Blessings Duly Counted: Paul Hillier
Paul Hillier directing the Estonian Philharmonic Chamber Choir
Christopher Bowers-Broadbent, organ
Count this among your blessings this Thanksgiving: Paul Hillier is still roaming the Earth. Better yet, he's recording. Let joy be unconfined!
If you haven't heard of Hillier, he's built up his career from his days with the choir at St. Paul's Cathedral in London to his current role as conductor/director/writer/baritone -- You knew I would work the baritone angle in there somewhere, didn't you? -- spending much of the recent past directing critically acclaimed choral ensembles, including the Hilliard Ensemble, Theater of Voices, and His Majestie's Clerkes. His credits, too numerous to list here, comprise compositions stretching across a millennium of glorious music. (Photo Credit: Benjamin Ealovega)
Two of my special favorites are Mr. Hillier's recordings of British and early American songs of prayer and praise: William Billings: A Land of Pure Delight and Goostly Psalmes: Anglo-American Psalmody 1550-1800, which are now available through Harmonia Mundi's splendid budget series and identified simply as Early American Choral Music, Vol. I and Vol. II. Both were made with His Majestie's Clerkes, featured on NPR, and beloved of a number of our Bethesda Olsson's customers and staff back in the day.
You'll notice that the above listings belong to a particular spiritual heritage. Though I don't wish to create the impression that Hillier eschews secular material, much of his finest work springs from the music of the Christian faith, notably that of the Orthodox tradition.
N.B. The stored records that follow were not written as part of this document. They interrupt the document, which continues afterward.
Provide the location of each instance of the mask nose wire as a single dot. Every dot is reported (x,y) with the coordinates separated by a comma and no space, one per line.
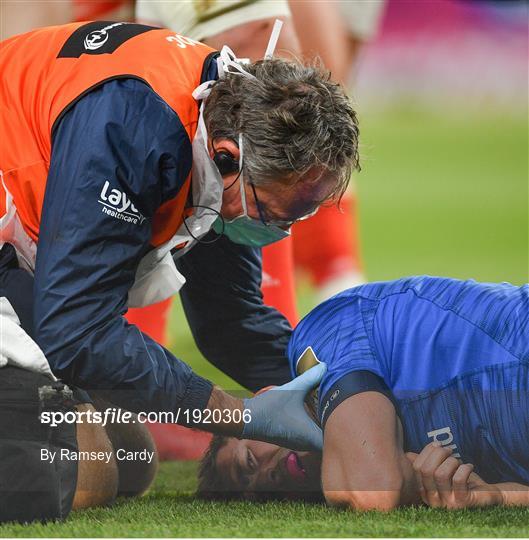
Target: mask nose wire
(199,240)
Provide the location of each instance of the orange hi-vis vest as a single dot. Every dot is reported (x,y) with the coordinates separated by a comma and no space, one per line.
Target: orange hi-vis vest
(44,72)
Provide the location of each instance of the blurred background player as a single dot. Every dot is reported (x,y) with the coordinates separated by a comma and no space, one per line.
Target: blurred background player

In that area, Hillier has often turned to the great Estonian composer Arvo Pärt. This new recording, Da Pacem, showcases short spiritually themed works, prayers of supplication, worship, and trust. Texts are drawn from sources ranging from the Psalms to the Magnificat to one of John Henry Newman's sermons, "Littlemore Tractus":
May He support us all the day long, till the shades lengthen, and the evening comes, and the busy world is hushed, and the fever of life is over, and our work is done! Then in his mercy may He give us a safe lodging, and a holy rest, and peace at the last.The album includes Part's "Two Slavic Psalms," settings of Psalm 117 and Psalm 131. The first is a song of praise; the second, a meditation on trust in God. The straightforward joy of the one gives over to the serenity and simplicity of the other.
The Estonian Philharmonic Chamber Choir, whose repertoire possesses amazing breadth, work a particular magic with Part's minimalist approach. There is purity yet subtle texture in the presentation, giving the listener something to reach for and respond to.
In a later blog, I'll happily discuss Hillier's latest offering for the Christmas season, A New Joy, a disc of Estonian, Russian, and Ukrainian music of the season -- another offering from the Estonian Philharmonic Chamber Choir and truly something to make your heart soar.
Wishing you peace and a very happy Thanksgiving.